Oleh : Muslimin.M
Netralitas Aparatur Sipil negara (ASN) di setiap momen pemilu termasuk pilkada selalu menarik untuk dibincangkan, banyak kalangan yang menilai bahwa ASN memiliki nilai strategis dalam memenangkan kandidat atau calon, padahal menyeret Aparatur negara ini dalam politik praktis adalah langkah keliru, selain konstitusi melarang pun juga pelayanan kepada masyarakat bisa menjadi terganggu atau tidak optimal.
Undang-Undang Nomor 5 Tahun 2014 tentang ASN, yang sudah di revisi dengan undang-undang No.20 tahun 2023, termasuk beberapa regulasi terkait lainnya, telah mengatur dengan jelas prinsip dan kedudukan ASN. Poin penting dari dari regulasi itu adalah mengamanatkan bahwa ASN harus netral. Dalam aturan itu disebutkan bahwa ASN dilarang menjadi anggota dan/atau pengurus partai politik. ASN pun wajib tidak berpihak terhadap segala bentuk pengaruh dan kepentingan.
Mengapa ASN wajib netral ?. Bukan tanpa alasan, landasan etikanya adalah karena birokrasi merupakan institusi publik yang dibangun dan dibiayai oleh uang rakyat untuk melayani semua golongan.
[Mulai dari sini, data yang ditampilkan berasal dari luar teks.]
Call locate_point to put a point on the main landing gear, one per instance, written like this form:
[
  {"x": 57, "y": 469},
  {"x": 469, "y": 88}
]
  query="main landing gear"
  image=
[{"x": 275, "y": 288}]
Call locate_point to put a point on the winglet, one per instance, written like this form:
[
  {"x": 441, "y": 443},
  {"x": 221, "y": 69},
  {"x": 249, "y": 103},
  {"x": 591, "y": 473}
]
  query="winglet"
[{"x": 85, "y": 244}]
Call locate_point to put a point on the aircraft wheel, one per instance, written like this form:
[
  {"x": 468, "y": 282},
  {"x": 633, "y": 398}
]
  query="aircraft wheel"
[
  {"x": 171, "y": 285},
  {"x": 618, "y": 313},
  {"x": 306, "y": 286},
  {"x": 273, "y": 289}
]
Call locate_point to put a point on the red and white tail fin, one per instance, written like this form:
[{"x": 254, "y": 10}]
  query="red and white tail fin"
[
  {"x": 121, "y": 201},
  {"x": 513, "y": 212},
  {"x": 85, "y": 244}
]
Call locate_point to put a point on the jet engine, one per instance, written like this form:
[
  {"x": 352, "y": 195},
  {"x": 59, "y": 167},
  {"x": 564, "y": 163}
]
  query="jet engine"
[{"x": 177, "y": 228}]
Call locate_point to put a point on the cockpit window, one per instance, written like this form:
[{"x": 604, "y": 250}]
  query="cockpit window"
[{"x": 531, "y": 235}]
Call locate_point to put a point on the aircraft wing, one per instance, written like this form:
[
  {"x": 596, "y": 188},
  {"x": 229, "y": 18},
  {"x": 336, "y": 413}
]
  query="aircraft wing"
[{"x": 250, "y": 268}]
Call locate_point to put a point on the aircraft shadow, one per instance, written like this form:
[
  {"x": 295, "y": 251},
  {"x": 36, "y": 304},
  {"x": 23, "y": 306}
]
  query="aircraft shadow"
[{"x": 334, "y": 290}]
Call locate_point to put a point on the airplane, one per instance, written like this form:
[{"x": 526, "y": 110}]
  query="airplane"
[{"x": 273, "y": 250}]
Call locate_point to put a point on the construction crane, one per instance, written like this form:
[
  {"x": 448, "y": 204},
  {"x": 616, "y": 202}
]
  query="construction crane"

Oleh karena itu, aparat birokrasi wajib terlepas dari kepentingan politik maupun keberpihakan pada golongan tertentu, termasuk keberpihakan pada calon tertentu pada setiap pemilu atau pilkada.
Menteri Pendayagunaan Aparatur Negara dan Reformasi Birokrasi (Menteri PANRB) bahkan menyebut bahwa ketidaknetralan ASN akan sangat merugikan negara, pemerintah, dan masyarakat. Netralitas birokrasi diperlukan untuk memastikan kepentingan negara dan publik secara keseluruhan berorientasi pada pelayanan, sehingga pihak mana pun kekuatan politik yang memerintah, birokrasi tetap memberikan pelayanan yang terbaik kepada masyarakatnya.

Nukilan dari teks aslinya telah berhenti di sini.